Sedley Taylor Road is a road in west Cambridge, England. It is reputedly one of the most expensive in the UK and the most expensive in East Anglia. The road was built on land owned by Trinity College and named after one of its professors, Sedley Taylor (1834–1920).

No 31 was the home of Nobel Prize-winning physicists Sir Nevill Mott and Sir John Cockcroft. No 12 (Tretherbyn) was home to explorer and archaeologist Tom Lethbridge. Alcantara, a house near the South end of the street, is grade II listed.

No 22 was built by architect S E Urwin for his own use.

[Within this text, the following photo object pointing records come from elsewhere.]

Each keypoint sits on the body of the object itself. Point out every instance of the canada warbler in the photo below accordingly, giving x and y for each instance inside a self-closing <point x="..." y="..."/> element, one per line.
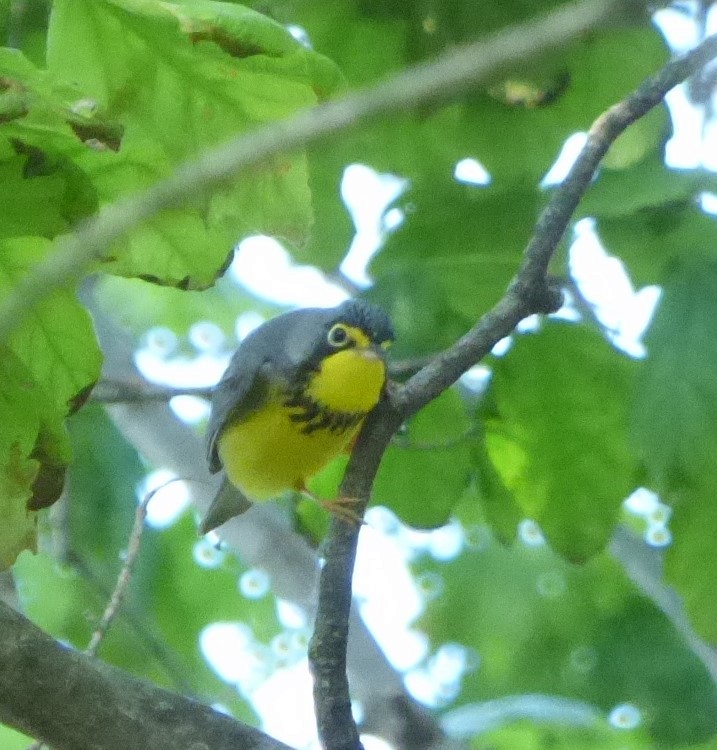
<point x="293" y="396"/>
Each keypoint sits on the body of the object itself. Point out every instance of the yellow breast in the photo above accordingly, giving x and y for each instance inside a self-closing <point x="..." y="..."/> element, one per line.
<point x="290" y="438"/>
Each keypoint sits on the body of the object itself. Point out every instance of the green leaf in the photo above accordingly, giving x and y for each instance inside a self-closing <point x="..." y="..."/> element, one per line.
<point x="57" y="341"/>
<point x="649" y="184"/>
<point x="560" y="441"/>
<point x="517" y="139"/>
<point x="452" y="258"/>
<point x="690" y="564"/>
<point x="425" y="471"/>
<point x="20" y="417"/>
<point x="674" y="413"/>
<point x="12" y="740"/>
<point x="181" y="78"/>
<point x="651" y="240"/>
<point x="536" y="624"/>
<point x="51" y="363"/>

The street numbering is consecutive, starting at 1 on the West side at the North end counting to 23 at the South end. 24 to 44 are on the East side of the road, but until 2009 there was no number 30. The postcode on the planning consent for No 30 also illustrates that postcodes in the road were changed in 2007, from CB2 2xx to CB2 8xx, and older documents referring to the street may therefore not use a correct postcode. The East side houses formerly had direct access to the Perse School playing fields but that ended when a rabbit fence was erected in the playing fields in 2011. Speed reduction measures including "gates" (limiting the road to half-width) and humps were installed in 2009.

In 2012, residents unsuccessfully opposed plans for a new sports pavilion in the land to the West of the road.

Sedley Taylor Road is mentioned in Tom Sharpe's book Grantchester Grind as the home of the widow of local solicitor, Waxthorne.